I do agree this is mountain out of molehill material.
I am sure the fortunate few whom do receive an "engineering sample" have developed the skills necessary to create the identifiers to problems that should be addressed to revisions necessary prior to production.
Going from 1366 pin to 1156...well and trying to get more energy saving features and trying to interface video with higher performance than 1366 is a challenge.
Last time I checked, pin count always risen in count with new architecture not the other way around, looks like another Intel dead end product line.
Little extreme, don't you think?
It's just absurd for anyone to assume this has any bearing on P67 durability.
How many years did socket seven and 775 last? 1366 didn't come out to long ago, now 1155/1156, soon to introduced 20xx pin?
Intel Dead End products lines based on more than a single board architecture, so disposable money minded end-users can upgrade continuously in the wash cycle. I'll try to stay on topic and go to the source, the lucky few whom have the skills to identify problems that need to be addressed prior to mainstream production. As it may appear that the Foxconn supplier may have had a new socket product interface error than may needed to looked into and revised for what ever reasoning dreamed necessary.

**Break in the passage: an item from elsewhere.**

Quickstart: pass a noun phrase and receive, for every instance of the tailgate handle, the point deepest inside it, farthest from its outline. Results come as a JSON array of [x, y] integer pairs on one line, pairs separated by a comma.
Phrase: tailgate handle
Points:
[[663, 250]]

I do not see a fewer than 1155/1156 pin count in the next pin cycle and I also dought the majority of big business that still using reliable proven 775 hardware migrating to 1366 last year to 1156 this month only to repurchase next month to 1155 to anticipate for-site upon revamping to 20xx next year realizing the dead end architecture so to be abandoned?
PS: I'm fine with buying both a new board and cpu if it provides the advances I'm looking for. If I have the money for LGA2011, and it does what I want, I'll buy it. I'll not limit myself over some false sense of wrong doing on Intel's part. Nobody FORCES you to upgrade at all. I simply buy the best performing product for the money I am willing to spend.